I drove down to Hemet Wednesday morning with adrenaline singing through my veins. I did not want to be full of adrenaline. I wanted to be calm and mellow and articulate. I knew Steve would be bringing a lawyer (Julie Paige, the woman his mother works for) and I had never met her but I knew she would be doing her best to push all my buttons and make me lose my cool. I figured in my current state there was a pretty good chance that she would make me cry in front of the judge, and a small-but-horrifying possibility that she would goad me into getting angry and loud. Adrenaline was not my friend that morning.
I got to the courthouse early and waited outside the courtroom with a bunch of other folks who had morning hearings. My plan was to watch and listen carefully to every case that was heard before ours, so that I could get a feel for how it was supposed to go and what I was supposed to say. I really had no idea what to expect. I was grateful that most of the people there were dressed even more casually than me, except for the lawyers.
After a while Steve and (of course) his parents arrived and hung out a good distance away from where I sat. Steve was wearing jeans and a dark grey button-down shirt and an alarmingly bright teal tie. He aimed this look at me…I’m not sure if it was supposed to be Threatening or Intimidating or what, but these days when I look at him all I see is a petulant child. I met his gaze until he dropped his eyes.

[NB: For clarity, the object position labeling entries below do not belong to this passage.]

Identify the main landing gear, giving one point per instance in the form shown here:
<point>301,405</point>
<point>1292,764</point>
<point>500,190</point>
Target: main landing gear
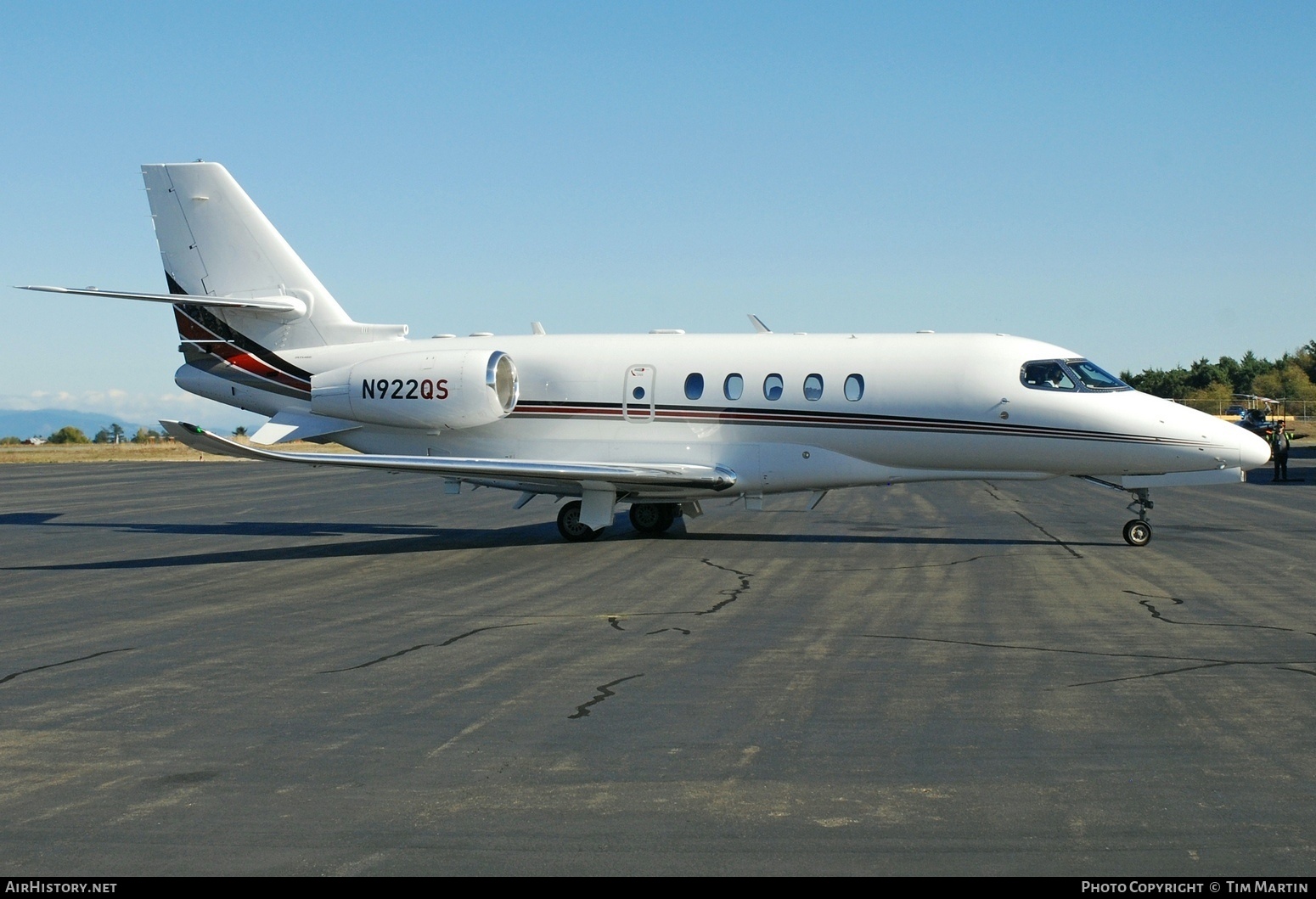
<point>570,525</point>
<point>653,518</point>
<point>1139,531</point>
<point>646,518</point>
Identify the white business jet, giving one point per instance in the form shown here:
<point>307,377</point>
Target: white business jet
<point>658,421</point>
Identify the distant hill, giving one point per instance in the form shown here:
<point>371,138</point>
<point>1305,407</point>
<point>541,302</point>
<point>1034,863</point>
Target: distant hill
<point>42,423</point>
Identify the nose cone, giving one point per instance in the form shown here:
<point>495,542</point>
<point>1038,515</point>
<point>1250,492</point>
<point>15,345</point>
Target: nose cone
<point>1253,452</point>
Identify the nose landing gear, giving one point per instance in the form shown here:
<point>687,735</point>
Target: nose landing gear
<point>1139,531</point>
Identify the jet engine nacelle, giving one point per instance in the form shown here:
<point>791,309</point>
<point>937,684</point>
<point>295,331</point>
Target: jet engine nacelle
<point>442,389</point>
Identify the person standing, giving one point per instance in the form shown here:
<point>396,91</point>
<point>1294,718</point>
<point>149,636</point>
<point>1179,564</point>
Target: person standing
<point>1279,447</point>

Oh! I forgot to mention the funny part! Okay, I had received a copy of Steve’s request for a restraining order, and it was full of mostly-fictional accounts of all the horrible things I had done to him since the separation. In each instance he took a nugget of truth, like the thrown Blizzard or the dings in his truck, and then wildly embellished them with grandiose lies until anyone reading the accounts (who didn’t know Steve or me) might truly believe that I was a dangerous lunatic who can’t walk down the street without knocking over mailboxes and smashing windows. That’s not the funny part. The funny part is that in the section where he was supposed to fill in my physical description, he got EVERYTHING WRONG. He has known me for 15 years and was married to me for 11.5 of those, but somehow he does not know what color my eyes are or how tall I am or what year I was born or anything about my physical appearance.
Okay, moving on. The courtroom doors opened and we all filed in and sat down except Steve and his parents because their lawyer was late. She finally made it though. She didn’t look at all the way I’d pictured her, but she looked exactly like the sort of lawyer that Cheryl would work for. Anyway, she asked the judge to put our case first because she had to leave soon. Curses!! I didn’t get to watch anyone else first!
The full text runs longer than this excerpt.